My first final exam!!
I just got home from my first final exam and I’m in the post-exam rush so I thought I’d crank out a blog post!! My exam today was in History of Subsaharan Africa in the 19th century. This class has only two notes: a paper and a final. All I have to do is pass these classes. In France all grades are out of 20. And for me a 10 is passing. In most classes the mean for the class is around an 11, or a 12 if the professor is generous. Also, scores between 18-20 are never handed out… they don’t exist. So that being said, I need to be around the mean of the class (full of french students who are native speakers….) While this may sound scary, I actually beat the mean on my first assignment in that class getting a 14.5 on the paper (the highest score in the class was a 17 which was gotten by one of the americans from my program!).
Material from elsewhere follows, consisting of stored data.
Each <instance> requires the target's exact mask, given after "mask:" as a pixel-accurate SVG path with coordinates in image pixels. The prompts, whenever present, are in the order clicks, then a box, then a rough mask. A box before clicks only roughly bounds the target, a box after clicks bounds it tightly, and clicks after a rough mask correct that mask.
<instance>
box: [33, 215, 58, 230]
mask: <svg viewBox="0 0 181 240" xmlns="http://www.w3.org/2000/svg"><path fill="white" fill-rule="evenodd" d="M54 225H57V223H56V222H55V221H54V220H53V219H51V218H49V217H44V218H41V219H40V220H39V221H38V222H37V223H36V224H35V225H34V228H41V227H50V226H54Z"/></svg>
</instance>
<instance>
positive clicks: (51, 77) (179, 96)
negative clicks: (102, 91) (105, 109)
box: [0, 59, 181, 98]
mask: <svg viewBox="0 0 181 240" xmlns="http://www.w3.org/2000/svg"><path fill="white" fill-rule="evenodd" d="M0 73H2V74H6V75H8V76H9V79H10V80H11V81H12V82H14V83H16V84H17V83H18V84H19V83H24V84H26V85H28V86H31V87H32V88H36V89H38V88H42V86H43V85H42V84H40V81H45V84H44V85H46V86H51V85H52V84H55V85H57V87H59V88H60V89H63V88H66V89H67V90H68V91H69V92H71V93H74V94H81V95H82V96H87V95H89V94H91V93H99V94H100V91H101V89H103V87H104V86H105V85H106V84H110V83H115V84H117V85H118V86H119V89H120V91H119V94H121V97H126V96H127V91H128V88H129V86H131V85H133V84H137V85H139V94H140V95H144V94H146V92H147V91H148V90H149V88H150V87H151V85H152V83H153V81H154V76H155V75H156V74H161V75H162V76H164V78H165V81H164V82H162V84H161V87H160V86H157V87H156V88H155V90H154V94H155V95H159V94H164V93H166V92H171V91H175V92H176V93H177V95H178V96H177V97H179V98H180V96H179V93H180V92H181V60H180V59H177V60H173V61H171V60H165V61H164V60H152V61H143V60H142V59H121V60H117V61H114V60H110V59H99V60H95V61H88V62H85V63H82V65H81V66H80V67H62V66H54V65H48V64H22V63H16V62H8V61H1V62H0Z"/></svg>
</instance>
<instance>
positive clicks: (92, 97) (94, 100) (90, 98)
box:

Now for some context: this is the first final exam I’ve ever taken at a college level in a humanities class!!! So I was pretty nervous. Over the past weekend I summarized all my notes into a study guide and it was 30 PAGES!! Nonetheless I worked hard and memorized most of it so I felt super prepared for the exam. I go in and on the front page of the exam there is a box that says : check this if you’re not a native french speaker. I chuckle and mark the box. I’m super grateful because the exam grader will hopefully go easy on my multitude of grammar mistakes. The first part of the test was to put things on a map of Africa. It asked us to mark the Nile and the Niger, and then a few states that existed in the 19th century. The next part of the exam was a question that said Tell me everything you know about the Boer War . Now I studied the Boer war in high school and wrote a huge essay on it, so I barely even had to study this topic so I cranked out that essay first. The next question was Tell me everything you know about Sierra Leone. Again this was relatively easy because it was one of the main British colonies that we had studied in class. Finally we had a mini-dissertation that was on The Blacks and Whites in Africa in the 19th Century . I was shocked at how broad the topic was. Literally I could write a French-style dissertation on practically anything I learned in the class. I structured out the essay in the French style, and used my section stems that I’ve been using all semester. The French style dictates what it’s going to tell you, then tells it to you. Then repeats what it is going to say, then explains it. I find it rather repetitive and odd, but I’ve got this style down after writing a few papers. I do have to say that my essays were not super in depth… they should be enough to pass and prove that I know how to write a paper and I paid attention in class, but they weren’t magnificently profound essays.
So I definitely over-studied. But to be honest, I loved the class. This goes down as one of my all-time favorite classes in my college career. I’m positive I passed this class (seeing as I only needed a 5.5 to average to a 10 out of 20).
What’s Left?
Well I still have a 15 page paper for my film class. I have a 3 hour final for my sociology class. I have a 10 minute oral exam (prof asks me questions, I (hopefully) answer them), and a 1.5 hour analysis of text for psychanalyse….
I’m pretty nervous for my psychanalyse class because my entire grade is based off 2 hours on my last day in Paris… and the class has been super all over the place without much cohesion… hopefully I can pass that class!!!
Wow! you are so skilled at your study skills! Lovely to see how you enjoyed the class.